I so enjoyed one of my colleagues yesterday speaking to “Round World Strategies.” There were eight of us meeting via Zoom (yes, it looked like a Brady Bunch window). It was an important time to clarify essential bits of information for them to present to their board to propose a 9 month learning leadership cohort for United Church of Christ clergy and lay leaders. There’s lots of good details about timing, location, the invitation, the kind of people we are looking for, format, etc. But what we needed was a story. Round world was it.
When we think that the world is flat, it changes our thinking, right. I imagine those living in that time of world view. “Careful not to go to far — you’ll surely fall off of the edge into an abyss.” The perception of edge taught us to be careful about how far we might venture. Can you imagine sailing into a horizon, falling asleep on that boat, not knowing if you would fall over the edge in the middle of the night? Or trekking out onto the flat plains imagining that there was some point of drop off where it all ended. Brave, right. The discovery of a round world changed that. Amazingly so.

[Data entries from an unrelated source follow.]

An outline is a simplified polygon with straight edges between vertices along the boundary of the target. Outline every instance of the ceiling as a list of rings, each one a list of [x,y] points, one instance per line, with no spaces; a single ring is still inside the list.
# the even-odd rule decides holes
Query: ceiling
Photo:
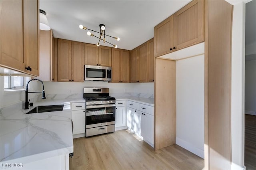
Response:
[[[155,26],[191,1],[40,0],[40,8],[46,12],[56,38],[96,44],[98,39],[87,36],[79,26],[99,32],[103,24],[106,34],[120,39],[106,37],[106,41],[131,50],[153,38]]]

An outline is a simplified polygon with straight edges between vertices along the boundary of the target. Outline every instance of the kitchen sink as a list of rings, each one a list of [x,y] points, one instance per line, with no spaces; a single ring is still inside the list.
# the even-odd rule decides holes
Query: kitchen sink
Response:
[[[27,112],[26,114],[37,113],[43,112],[55,112],[63,110],[64,105],[38,106]]]

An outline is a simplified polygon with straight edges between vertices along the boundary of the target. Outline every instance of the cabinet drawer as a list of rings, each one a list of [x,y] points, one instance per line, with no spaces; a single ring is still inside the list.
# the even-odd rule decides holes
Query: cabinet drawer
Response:
[[[125,106],[125,100],[116,100],[116,107]]]
[[[132,108],[137,109],[138,107],[138,103],[134,102],[131,101],[127,101],[127,107],[131,107]]]
[[[85,110],[85,102],[73,103],[71,104],[71,110]]]
[[[148,105],[138,103],[137,109],[142,112],[154,115],[154,107]]]

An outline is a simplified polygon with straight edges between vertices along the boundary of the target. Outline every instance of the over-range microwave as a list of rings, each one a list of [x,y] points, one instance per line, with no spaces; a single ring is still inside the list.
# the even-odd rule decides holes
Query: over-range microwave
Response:
[[[112,71],[111,67],[84,65],[84,80],[111,81]]]

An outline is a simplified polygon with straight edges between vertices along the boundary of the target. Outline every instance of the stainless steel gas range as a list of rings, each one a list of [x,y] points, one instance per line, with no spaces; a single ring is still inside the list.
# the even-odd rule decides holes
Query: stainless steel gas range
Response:
[[[108,88],[84,88],[86,101],[85,136],[115,131],[116,99]]]

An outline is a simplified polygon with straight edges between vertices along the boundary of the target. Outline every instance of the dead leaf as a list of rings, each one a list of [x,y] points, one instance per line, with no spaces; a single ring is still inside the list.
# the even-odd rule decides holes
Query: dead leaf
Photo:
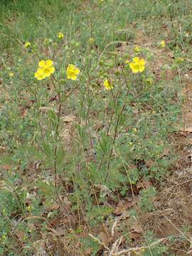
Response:
[[[110,238],[108,237],[108,235],[104,233],[100,232],[99,234],[100,240],[102,241],[102,242],[107,247],[109,246],[110,242]]]
[[[73,114],[69,114],[68,116],[64,116],[62,117],[63,120],[66,122],[74,122],[76,119],[76,117]]]
[[[3,164],[0,166],[0,168],[4,171],[9,171],[11,169],[12,166],[10,164]]]
[[[185,132],[192,132],[192,127],[185,127]]]
[[[114,210],[114,213],[117,215],[124,215],[125,216],[127,215],[127,210],[134,206],[134,200],[132,198],[130,201],[121,201],[118,206]]]
[[[49,206],[47,210],[55,210],[59,208],[60,206],[58,204],[54,204],[50,206]]]

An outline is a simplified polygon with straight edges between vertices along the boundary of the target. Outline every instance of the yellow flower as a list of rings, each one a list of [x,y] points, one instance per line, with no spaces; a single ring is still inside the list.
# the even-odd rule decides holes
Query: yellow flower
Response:
[[[133,62],[129,63],[129,67],[134,73],[143,72],[145,69],[145,61],[143,58],[135,57]]]
[[[75,80],[78,75],[80,73],[80,70],[73,64],[69,64],[67,68],[68,79]]]
[[[160,46],[161,46],[161,47],[165,47],[165,46],[166,46],[166,42],[165,42],[165,41],[164,40],[162,40],[161,42],[160,42]]]
[[[10,76],[10,78],[11,78],[12,76],[14,75],[14,73],[13,72],[10,72],[10,73],[9,74],[9,75]]]
[[[134,48],[134,51],[135,53],[139,53],[141,51],[141,48],[139,46],[135,46],[135,48]]]
[[[103,85],[105,86],[105,87],[107,90],[112,90],[114,87],[114,86],[112,85],[112,83],[110,82],[110,81],[108,79],[106,79],[104,81]]]
[[[63,35],[63,33],[60,33],[60,32],[59,32],[58,33],[58,38],[59,38],[59,39],[62,39],[62,38],[64,38],[64,35]]]
[[[55,70],[53,62],[50,60],[41,60],[38,63],[38,67],[37,72],[35,73],[35,78],[39,80],[50,77]]]
[[[31,46],[31,43],[30,42],[26,42],[24,44],[24,46],[26,48],[28,48]]]

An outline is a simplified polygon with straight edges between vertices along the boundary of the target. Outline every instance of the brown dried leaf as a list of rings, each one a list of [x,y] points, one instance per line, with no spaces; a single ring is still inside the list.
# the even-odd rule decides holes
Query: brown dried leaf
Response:
[[[63,117],[63,120],[66,122],[74,122],[76,117],[73,114],[69,114],[68,116]]]
[[[12,166],[10,164],[3,164],[0,166],[0,169],[2,169],[4,171],[9,171]]]
[[[60,206],[58,204],[53,204],[48,208],[48,210],[55,210],[59,208]]]
[[[100,232],[99,234],[100,240],[102,241],[102,242],[107,247],[109,246],[110,242],[110,238],[108,237],[108,235],[104,233]]]
[[[58,236],[62,236],[65,234],[65,228],[64,227],[58,227],[55,230],[55,233]]]

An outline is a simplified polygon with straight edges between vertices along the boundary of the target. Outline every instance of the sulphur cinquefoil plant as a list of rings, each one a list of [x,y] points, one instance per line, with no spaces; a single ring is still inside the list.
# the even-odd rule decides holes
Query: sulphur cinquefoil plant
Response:
[[[3,1],[0,255],[166,252],[139,220],[176,158],[189,64],[173,21],[190,11],[169,4]]]

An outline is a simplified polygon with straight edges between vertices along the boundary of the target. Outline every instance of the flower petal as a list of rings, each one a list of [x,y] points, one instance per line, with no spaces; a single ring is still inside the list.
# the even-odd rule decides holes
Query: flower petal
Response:
[[[144,70],[144,65],[139,65],[139,71],[143,72]]]
[[[139,67],[138,67],[137,64],[136,64],[134,63],[130,63],[129,67],[131,68],[131,69],[134,73],[137,73],[139,72]]]
[[[72,74],[70,76],[70,79],[73,80],[77,80],[77,75],[75,74]]]
[[[140,59],[139,65],[145,65],[145,61],[144,61],[144,59]]]
[[[50,67],[48,69],[48,71],[50,73],[50,74],[53,74],[55,70],[55,68],[54,67]]]
[[[138,63],[138,62],[139,61],[139,57],[134,57],[133,58],[133,62],[135,63]]]
[[[47,60],[46,63],[46,67],[47,68],[51,67],[53,65],[53,62],[52,60]]]
[[[45,60],[41,60],[39,63],[38,63],[38,66],[39,68],[44,68],[46,65],[46,63]]]

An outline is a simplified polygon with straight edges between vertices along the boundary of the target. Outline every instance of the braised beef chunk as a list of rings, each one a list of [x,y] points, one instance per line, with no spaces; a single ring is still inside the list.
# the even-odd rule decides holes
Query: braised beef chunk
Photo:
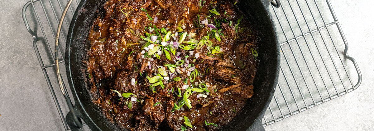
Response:
[[[108,0],[88,38],[93,101],[131,131],[227,124],[253,95],[260,53],[258,24],[234,3]]]

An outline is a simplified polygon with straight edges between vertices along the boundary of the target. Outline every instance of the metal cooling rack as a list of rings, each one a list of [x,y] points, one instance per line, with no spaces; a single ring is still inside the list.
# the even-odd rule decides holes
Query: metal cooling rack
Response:
[[[69,25],[80,1],[74,0],[68,9],[61,29],[58,61],[61,68],[65,68]],[[64,115],[68,108],[66,103],[60,105],[59,100],[68,100],[68,103],[71,93],[67,90],[68,84],[63,82],[61,88],[66,92],[54,90],[59,89],[53,67],[55,54],[51,48],[53,47],[63,7],[68,1],[30,0],[24,6],[22,16],[34,39],[34,49],[61,126],[70,131]],[[270,6],[270,9],[281,42],[281,58],[278,87],[264,116],[264,127],[350,92],[361,81],[357,63],[347,53],[348,43],[329,0],[281,0],[280,3],[280,8]],[[63,82],[66,81],[64,70],[61,71]],[[81,130],[90,130],[85,124],[83,125]]]

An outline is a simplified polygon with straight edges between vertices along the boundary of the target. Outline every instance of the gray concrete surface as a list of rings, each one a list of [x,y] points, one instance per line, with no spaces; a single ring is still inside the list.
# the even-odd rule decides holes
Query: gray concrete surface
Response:
[[[62,130],[33,48],[32,38],[21,17],[22,7],[27,1],[0,1],[0,131]],[[267,131],[371,131],[374,128],[371,64],[374,62],[371,9],[374,2],[331,1],[349,43],[349,53],[361,70],[362,83],[347,95],[266,127]]]

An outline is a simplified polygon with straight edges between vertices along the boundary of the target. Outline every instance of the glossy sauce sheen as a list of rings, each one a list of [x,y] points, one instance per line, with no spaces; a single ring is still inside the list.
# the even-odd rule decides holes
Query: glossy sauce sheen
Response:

My colleague was naming the significance of a difference in a simple narrative that could hold the distinction. For them, it is about how to change church so as not to drop off of an edge into an abyss or decline into irrelevance. It is a world view layer of shift that is needed, and that is needed by those in power and with resources. The eight of us were not dreaming up just another event. Not a place filler. Not more flat world strategies. Not something to do because we all have oodles of time and don’t know what to do with ourselves. This is about changing the way church is done. And the way that people access spirit within, among, and divine. This is about enough intention and focus such that we might just have us looking back in 10 or 20 years to the time when it all shifted.
That layer of shift requires a story. Round world. Fingers crossed that they can invite the board into that story with honesty, simplicity, and spirt. It would be quite a journey together, trepid and courageous friends together.